James Crichton, 1st Viscount Frendraught (born c. 1620, died 1663) was a Scottish peer.

==Life==
He was the eldest son of James Crichton of Frendraught, by Elizabeth Gordon, eldest daughter of John Gordon, 13th Earl of Sutherland.
He was descended from William Crichton, 1st Lord Crichton. His father was of very turbulent disposition, and in October 1630 several friends whom he had invited to stay in the tower at Frendraught Castle to protect him from the threatened assault of his enemies were burnt to death there under circumstances that threw suspicion on himself. His chief enemies were the Gordons of Rothiemay, who repeatedly plundered Frendraught.

The son, James Crichton, was created Baron of Frendraught in 1641 and Viscount Frendraught in 1642. He married firstly Margaret Leslie, and secondly Marion Irvine. He took part in the last expedition of James Graham, Marquis of Montrose, and was present at the Battle of Carbisdale (1650).
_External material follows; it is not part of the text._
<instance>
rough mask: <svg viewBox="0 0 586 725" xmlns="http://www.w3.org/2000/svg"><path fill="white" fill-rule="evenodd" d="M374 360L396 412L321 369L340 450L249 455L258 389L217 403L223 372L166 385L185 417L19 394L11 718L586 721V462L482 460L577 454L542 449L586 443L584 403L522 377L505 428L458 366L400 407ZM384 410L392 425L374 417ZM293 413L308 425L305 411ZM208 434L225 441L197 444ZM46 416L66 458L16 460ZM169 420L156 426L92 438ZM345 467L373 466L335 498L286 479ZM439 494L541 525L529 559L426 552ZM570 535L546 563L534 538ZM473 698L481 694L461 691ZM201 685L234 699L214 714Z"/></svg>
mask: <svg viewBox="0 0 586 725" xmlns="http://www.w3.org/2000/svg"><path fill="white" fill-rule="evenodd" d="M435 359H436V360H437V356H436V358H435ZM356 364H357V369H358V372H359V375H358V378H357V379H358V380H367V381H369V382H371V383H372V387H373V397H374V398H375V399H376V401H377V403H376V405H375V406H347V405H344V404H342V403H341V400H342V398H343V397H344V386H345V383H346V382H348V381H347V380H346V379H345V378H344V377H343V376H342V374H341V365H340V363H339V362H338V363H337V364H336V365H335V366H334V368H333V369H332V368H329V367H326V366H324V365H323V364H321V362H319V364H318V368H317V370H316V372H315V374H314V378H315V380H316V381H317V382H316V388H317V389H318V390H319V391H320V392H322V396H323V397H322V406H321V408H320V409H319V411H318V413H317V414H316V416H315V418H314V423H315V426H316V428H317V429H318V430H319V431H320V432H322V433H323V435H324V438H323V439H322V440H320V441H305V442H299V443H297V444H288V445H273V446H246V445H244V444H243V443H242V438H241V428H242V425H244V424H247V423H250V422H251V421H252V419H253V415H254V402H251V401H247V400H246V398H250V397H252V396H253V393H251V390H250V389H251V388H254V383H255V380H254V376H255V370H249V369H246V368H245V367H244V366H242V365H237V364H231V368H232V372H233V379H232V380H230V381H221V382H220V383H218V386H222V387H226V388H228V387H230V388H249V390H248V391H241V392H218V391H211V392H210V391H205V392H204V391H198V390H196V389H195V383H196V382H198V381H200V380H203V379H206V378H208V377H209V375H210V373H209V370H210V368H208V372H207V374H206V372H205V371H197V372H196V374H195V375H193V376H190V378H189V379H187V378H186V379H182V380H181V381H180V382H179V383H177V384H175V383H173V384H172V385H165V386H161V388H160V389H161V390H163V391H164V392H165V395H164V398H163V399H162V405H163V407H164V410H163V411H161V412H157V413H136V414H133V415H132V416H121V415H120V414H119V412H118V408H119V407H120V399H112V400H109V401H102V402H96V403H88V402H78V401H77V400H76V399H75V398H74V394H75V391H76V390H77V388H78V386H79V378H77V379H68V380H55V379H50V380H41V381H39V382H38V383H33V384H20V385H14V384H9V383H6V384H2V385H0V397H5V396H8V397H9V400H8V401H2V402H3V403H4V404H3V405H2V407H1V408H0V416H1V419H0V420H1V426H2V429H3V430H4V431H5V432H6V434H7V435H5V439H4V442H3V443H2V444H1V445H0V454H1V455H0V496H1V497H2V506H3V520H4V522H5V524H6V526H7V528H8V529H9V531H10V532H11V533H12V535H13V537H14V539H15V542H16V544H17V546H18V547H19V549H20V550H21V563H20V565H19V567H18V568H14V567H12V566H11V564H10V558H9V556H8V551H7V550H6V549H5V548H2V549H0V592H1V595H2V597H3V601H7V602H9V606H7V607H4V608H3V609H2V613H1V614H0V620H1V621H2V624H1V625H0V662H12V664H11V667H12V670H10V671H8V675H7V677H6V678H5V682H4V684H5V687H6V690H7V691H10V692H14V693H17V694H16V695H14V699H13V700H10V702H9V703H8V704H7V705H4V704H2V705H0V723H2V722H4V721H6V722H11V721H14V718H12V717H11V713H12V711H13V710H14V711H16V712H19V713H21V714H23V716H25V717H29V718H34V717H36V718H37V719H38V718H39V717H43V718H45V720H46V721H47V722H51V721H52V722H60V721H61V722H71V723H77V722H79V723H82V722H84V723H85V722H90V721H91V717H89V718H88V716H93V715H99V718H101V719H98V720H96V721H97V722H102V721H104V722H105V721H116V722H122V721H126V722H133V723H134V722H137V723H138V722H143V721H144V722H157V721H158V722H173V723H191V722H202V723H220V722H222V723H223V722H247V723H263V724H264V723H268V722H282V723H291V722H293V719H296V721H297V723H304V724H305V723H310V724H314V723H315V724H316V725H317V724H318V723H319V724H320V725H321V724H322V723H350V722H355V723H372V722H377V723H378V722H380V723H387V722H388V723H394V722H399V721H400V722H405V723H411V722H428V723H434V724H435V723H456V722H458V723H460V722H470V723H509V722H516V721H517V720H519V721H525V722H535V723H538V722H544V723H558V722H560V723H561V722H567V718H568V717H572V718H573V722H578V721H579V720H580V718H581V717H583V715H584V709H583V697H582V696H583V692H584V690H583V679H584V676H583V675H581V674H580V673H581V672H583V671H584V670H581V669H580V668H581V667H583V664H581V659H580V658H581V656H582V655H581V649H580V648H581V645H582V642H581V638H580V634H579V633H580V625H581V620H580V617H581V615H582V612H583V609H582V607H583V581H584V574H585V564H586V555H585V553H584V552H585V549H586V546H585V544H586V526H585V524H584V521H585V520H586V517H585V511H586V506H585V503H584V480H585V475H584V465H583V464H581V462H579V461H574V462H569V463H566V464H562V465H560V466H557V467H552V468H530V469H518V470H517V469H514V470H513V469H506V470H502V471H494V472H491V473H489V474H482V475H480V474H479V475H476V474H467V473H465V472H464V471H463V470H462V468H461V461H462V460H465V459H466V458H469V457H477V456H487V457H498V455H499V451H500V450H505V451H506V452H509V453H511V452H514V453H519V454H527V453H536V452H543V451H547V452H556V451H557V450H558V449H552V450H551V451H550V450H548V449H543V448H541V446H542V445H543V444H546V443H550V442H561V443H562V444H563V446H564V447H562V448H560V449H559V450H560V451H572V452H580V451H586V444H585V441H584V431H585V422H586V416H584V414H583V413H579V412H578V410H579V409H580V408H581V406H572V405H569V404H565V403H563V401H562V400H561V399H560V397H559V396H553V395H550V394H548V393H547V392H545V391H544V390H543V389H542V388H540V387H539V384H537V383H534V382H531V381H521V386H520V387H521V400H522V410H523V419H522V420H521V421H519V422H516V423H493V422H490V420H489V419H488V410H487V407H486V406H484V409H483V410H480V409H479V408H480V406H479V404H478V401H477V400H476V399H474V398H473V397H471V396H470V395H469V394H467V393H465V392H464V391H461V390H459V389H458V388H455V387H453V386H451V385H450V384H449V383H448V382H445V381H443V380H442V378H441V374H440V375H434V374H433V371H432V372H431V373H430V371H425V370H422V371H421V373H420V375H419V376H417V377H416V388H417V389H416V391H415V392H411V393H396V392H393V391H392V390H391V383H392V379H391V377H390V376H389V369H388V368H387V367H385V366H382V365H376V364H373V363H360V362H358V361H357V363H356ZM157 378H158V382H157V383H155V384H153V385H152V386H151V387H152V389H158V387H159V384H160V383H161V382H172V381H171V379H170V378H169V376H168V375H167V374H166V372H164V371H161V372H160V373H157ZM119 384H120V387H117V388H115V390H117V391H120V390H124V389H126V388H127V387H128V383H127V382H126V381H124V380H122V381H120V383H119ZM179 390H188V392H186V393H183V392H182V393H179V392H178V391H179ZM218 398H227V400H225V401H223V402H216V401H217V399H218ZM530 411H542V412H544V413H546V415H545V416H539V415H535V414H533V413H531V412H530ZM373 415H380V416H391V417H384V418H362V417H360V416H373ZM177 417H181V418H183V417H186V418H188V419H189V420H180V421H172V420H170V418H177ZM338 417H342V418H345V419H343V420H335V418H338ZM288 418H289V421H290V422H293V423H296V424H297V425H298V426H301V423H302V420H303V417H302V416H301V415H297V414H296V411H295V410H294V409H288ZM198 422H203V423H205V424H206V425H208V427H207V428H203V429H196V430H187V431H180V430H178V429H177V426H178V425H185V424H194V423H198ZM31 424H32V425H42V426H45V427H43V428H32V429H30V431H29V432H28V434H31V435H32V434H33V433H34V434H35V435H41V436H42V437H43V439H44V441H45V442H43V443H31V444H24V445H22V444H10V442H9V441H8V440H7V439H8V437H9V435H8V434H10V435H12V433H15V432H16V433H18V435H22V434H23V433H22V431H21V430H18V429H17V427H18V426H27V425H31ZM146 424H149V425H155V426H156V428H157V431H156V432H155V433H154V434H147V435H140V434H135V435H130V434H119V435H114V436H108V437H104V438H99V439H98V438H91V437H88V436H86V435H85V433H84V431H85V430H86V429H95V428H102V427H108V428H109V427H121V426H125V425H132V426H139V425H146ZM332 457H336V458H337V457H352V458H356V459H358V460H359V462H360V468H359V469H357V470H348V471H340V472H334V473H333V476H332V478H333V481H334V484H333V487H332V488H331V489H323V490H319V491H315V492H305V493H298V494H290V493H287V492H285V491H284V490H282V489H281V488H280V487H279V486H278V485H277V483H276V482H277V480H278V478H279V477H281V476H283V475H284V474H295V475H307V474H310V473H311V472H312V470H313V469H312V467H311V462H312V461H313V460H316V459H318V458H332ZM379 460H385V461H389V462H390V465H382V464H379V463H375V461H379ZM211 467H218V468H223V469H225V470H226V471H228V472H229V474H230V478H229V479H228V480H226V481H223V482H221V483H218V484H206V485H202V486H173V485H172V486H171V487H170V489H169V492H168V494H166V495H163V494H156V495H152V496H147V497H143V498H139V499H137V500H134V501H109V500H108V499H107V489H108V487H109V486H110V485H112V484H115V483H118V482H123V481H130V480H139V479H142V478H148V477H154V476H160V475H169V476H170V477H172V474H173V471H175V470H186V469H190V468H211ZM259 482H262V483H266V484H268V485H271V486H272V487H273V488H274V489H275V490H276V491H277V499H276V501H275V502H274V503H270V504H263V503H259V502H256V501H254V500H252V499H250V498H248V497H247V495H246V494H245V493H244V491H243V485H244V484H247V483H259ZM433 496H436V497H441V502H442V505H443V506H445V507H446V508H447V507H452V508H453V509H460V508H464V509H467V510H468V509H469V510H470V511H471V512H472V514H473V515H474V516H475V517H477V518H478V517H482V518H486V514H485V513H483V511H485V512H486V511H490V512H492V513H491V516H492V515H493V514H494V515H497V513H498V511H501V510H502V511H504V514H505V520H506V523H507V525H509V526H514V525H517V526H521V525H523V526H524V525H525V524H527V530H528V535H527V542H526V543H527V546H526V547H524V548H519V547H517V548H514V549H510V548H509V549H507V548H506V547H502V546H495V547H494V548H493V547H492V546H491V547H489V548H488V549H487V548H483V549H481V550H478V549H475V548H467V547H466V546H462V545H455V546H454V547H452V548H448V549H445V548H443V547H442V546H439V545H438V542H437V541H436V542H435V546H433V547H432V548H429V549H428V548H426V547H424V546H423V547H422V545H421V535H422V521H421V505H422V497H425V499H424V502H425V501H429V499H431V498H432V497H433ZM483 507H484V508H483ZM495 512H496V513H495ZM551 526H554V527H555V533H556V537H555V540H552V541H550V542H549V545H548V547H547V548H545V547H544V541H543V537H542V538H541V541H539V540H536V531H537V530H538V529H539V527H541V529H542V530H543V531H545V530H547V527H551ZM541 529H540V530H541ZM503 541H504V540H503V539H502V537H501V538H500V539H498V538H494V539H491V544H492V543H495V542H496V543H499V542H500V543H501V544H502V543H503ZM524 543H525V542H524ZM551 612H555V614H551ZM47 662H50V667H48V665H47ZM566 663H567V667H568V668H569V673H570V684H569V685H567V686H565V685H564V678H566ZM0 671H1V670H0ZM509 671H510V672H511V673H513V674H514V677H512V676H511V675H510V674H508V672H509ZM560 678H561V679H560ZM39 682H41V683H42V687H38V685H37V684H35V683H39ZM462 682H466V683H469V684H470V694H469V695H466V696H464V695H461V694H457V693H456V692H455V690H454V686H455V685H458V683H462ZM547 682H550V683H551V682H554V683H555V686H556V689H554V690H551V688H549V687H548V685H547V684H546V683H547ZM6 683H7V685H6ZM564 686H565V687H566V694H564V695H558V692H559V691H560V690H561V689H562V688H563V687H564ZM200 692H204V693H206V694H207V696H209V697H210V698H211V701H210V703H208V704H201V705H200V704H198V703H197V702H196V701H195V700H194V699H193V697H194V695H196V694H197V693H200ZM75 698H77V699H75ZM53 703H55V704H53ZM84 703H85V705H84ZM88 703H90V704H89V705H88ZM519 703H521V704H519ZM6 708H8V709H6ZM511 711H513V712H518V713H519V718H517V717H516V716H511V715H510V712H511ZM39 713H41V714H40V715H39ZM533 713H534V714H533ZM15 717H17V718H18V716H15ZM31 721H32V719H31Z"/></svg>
In the rout Montrose's horse was disabled, and Frendraught gave him his own, which enabled him to make good his escape for a time.

Some sources state that Frendraught died some time between 14 July 1664 and 17 August 1665 by his own hand on the field of battle. Others state that Frendraught died in the autumn of 1663 after having failed to secure aid from King Charles II. He was succeeded by his son by his second marriage, also named James.